Delayed generalization in neural networks where models suddenly learn true structure after overfitting.
Grokking is a phenomenon observed in machine learning where a neural network first memorizes training data — achieving near-perfect training accuracy while failing to generalize — and then, after extended training well past this memorization phase, undergoes a sudden transition to genuine generalization on held-out data. The term borrows from Robert Heinlein's 1961 coinage meaning deep intuitive understanding, but in modern ML research it refers specifically to this delayed, phase-transition-like leap from rote memorization to structural comprehension.
The phenomenon was formally documented and named in a 2022 paper by Power et al. at OpenAI, who observed it while training small transformers on modular arithmetic tasks. Models would plateau at chance-level validation accuracy for thousands of steps after reaching 100% training accuracy, then abruptly generalize — sometimes after training for ten to one hundred times longer than the point of memorization. This sharp transition resembles a phase change rather than gradual improvement, making it both striking and theoretically significant.

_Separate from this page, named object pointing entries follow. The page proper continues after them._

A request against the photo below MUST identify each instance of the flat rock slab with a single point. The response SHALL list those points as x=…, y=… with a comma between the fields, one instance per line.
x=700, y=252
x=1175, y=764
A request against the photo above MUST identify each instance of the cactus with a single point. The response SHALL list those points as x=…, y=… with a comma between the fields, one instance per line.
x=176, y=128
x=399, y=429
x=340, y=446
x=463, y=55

Understanding grokking matters because it challenges conventional assumptions about early stopping and overfitting. Standard practice treats a large gap between training and validation performance as a signal to halt training, yet grokking demonstrates that continued optimization can eventually force a model to discover more compact, generalizable representations rather than persist with memorized lookup tables. Researchers have linked the phenomenon to weight norm dynamics and implicit regularization — as training continues, weight decay or other regularization pressures favor simpler solutions that happen to generalize.

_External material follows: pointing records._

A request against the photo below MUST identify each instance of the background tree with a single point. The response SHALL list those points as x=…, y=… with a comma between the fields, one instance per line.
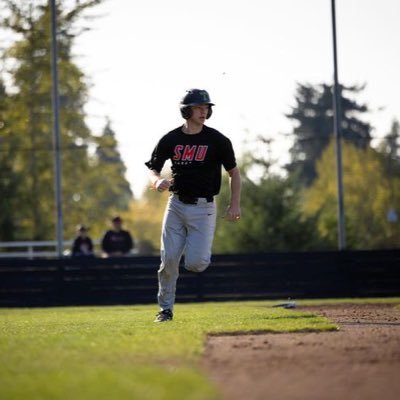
x=271, y=217
x=313, y=115
x=29, y=126
x=367, y=197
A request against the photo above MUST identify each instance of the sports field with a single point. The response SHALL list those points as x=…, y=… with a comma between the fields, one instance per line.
x=119, y=353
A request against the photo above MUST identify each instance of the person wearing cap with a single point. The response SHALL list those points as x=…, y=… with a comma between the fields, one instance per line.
x=197, y=154
x=117, y=242
x=82, y=245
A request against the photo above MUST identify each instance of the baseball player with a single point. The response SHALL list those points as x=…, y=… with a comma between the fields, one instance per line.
x=197, y=153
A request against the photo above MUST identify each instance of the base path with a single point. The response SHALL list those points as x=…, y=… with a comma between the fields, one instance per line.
x=361, y=361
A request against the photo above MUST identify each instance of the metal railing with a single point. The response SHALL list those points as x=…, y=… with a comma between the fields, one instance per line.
x=34, y=249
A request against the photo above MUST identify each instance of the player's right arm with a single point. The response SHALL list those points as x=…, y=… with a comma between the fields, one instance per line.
x=157, y=182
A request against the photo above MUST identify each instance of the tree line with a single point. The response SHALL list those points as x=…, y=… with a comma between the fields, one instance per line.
x=293, y=210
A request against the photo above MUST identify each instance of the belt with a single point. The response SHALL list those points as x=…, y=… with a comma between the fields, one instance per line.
x=193, y=200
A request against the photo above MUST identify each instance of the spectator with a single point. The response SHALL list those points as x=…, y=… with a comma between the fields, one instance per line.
x=117, y=242
x=83, y=245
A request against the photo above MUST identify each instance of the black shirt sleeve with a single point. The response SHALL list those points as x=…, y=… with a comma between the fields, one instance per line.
x=159, y=156
x=227, y=154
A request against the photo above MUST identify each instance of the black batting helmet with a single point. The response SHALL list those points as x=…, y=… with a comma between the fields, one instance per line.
x=195, y=97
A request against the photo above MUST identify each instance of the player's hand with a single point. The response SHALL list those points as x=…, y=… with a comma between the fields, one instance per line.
x=233, y=213
x=162, y=184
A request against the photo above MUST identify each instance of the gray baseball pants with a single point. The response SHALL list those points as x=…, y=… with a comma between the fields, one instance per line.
x=188, y=229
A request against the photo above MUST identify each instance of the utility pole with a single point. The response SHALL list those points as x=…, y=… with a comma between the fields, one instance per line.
x=56, y=129
x=338, y=135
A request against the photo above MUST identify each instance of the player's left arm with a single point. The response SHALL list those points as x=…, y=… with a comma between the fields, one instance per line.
x=233, y=211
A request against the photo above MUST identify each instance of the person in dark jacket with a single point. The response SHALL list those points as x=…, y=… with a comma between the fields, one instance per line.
x=82, y=245
x=117, y=241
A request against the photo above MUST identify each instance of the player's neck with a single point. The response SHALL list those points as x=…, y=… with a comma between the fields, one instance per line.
x=191, y=128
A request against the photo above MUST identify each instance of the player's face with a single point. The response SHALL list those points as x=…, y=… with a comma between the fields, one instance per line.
x=199, y=113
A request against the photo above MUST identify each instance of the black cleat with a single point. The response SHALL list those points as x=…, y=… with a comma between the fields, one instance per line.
x=164, y=316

Grokking has broader implications for interpretability and our understanding of how neural networks represent knowledge internally. It suggests that generalization and memorization are not simply competing outcomes determined at initialization, but dynamic states a model can transition between. This has spurred investigation into what internal representations look like before and after the grokking transition, with some work showing that interpretable, structured algorithms emerge in the weights only after generalization occurs — offering a rare window into mechanistic interpretability of learned computation.